Who is the enemy? That is the first question any marketing strategy should deal with. Donald W Hendon’s book demonstrates how marketers need to use military thinking to achieve marketing objectives. In this book, you’ll learn how to apply the military strategies and tactics of Sun-Tzu, Mao Tse-Tung, the US Army and others to attack your competitors, invade attractive markets, and defend market share to maximise your sales and profits. The Way of the Warrior in Business provides assessment tools, checklists, action plans, and other marketing weapons that you can use to win price wars, product wars, promotion wars, and channels of distribution wars.

The 228-page book, which is divided into 12 chapters, is transformational and it will change how you lead your company. The first chapter helps you develop the killer instinct that turns innocent lambs into powerful business warriors who win big and win often. In chapter 2, you’ll learn that the business warriors, who are the biggest winners, go after and conquer competitors, who are easily conquered. They do this by distracting and deceiving their enemies, by confusing them, and by using tactics that work. In the next chapter, you become the 800-pound gorilla in your industry by following the 11 planning steps in this chapter. Chapter 4 highlights how to describe your brand as if it were a human being, market segmentation of the mind, and why it’s so important to be first.

Chapter 5 suggests, if you’re not that creative, there are many ways to become a lot more creative, including becoming more like a child, brainstorming–a much better way than you’ve ever seen, etc. The next chapter gives answers to questions such as: Is my brand a star, question mark, problem child, cash cow, or dog? How can I find out without guessing and by using very simple math? How can I keep a star in orbit? Chapter 7 prepares you for guerrilla warfare. You’ll find out what tactics work best in battlegrounds. There are 70 of them and you’ll learn to master them. They include six groups of tactics: eight manoeuvring, 13 attacking, 11 pursuit, 11 defence, 18 retreat, and nine rejuvenating. And you’ll also learn about five kinds of attacks–enveloping, frontal, wing, flank, and guerrilla. The chapter closes with the six stages of battle.

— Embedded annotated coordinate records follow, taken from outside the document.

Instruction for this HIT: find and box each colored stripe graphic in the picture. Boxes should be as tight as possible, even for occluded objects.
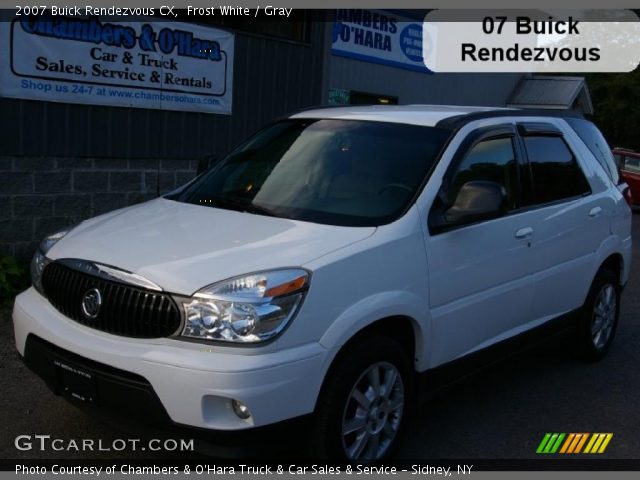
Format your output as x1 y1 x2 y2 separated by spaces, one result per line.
536 433 613 454
536 433 566 453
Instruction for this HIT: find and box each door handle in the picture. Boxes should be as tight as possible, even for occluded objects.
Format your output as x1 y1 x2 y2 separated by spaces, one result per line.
589 207 602 218
516 227 533 240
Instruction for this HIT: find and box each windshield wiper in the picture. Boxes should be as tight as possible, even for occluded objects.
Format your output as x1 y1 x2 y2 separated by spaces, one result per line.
202 197 279 217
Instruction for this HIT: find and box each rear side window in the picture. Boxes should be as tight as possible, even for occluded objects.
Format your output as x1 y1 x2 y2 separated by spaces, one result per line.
620 157 640 173
523 136 591 204
566 118 620 185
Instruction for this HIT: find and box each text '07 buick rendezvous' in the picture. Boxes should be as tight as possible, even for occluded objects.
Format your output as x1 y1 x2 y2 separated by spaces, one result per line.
13 106 631 460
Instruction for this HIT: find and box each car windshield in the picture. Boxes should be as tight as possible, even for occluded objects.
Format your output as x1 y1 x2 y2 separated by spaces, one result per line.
167 119 450 226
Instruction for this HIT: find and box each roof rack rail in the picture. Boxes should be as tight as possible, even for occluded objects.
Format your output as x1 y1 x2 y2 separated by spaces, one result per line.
436 108 584 130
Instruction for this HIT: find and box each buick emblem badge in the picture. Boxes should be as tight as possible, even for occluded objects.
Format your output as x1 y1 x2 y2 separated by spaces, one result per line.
82 288 102 320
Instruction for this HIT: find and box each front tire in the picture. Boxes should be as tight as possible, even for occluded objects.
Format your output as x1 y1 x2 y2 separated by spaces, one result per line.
577 269 620 361
312 335 413 462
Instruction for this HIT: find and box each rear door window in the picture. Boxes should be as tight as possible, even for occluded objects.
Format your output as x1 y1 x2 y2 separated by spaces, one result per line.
523 135 591 205
565 118 620 185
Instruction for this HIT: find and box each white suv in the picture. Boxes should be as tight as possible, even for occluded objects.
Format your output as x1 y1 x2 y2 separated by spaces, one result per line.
13 106 631 460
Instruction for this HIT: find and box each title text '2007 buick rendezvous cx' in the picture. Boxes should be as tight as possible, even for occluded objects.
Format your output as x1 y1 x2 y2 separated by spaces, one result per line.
13 106 631 460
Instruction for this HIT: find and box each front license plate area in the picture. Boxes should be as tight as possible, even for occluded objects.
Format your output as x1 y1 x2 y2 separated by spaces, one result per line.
53 360 97 403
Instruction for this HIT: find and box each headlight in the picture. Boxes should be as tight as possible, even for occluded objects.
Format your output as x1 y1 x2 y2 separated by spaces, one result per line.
31 228 71 295
182 268 309 343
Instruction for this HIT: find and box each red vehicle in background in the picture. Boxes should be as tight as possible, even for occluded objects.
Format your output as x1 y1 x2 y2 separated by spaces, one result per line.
613 148 640 210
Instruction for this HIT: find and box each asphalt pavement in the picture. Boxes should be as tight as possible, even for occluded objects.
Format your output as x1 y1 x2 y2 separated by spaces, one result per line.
0 214 640 460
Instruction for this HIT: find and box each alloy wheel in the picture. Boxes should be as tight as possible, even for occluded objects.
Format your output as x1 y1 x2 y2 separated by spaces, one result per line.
342 362 405 460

In chapter 8, you’ll learn how Sam Walton, the legendary founder of Wal-Mart, used Mao Tse-Tung’s guerrilla tactics to become the number one retailer in the world. The rest of this chapter gives you 43 valuable tactics to use in the three phases of guerrilla warfare. In the next chapter, there are six kinds of big dogs, and this chapter tells you how to keep them apart. Here are some of the things you’ll learn in Chapter 10, which are: How to win a price war–4 ways; When to charge high prices, when to charge low prices–16 rules-of-thumb; 15 reasons new products fail and 38 things you can do about it, etc. Chapter 11 contains the 365 most powerful deal-making tactics picked by tens of thousands of executives, who have attended writer’s seminars in 36 nations on six continents. Both big dogs and guerrillas have used them to win big when they wheel and deal on the job. In the last chapter, the writer reviews what he mentioned in the earlier chapters.

The book also provides you the most valuable information the author offers his clients: Extremely specific negotiating tactics–the unique tactics most favoured by executives in 54 nations when they negotiate. In a nutshell, the book can be of use to all those looking to change their marketing mindset and grow their pipeline of customers.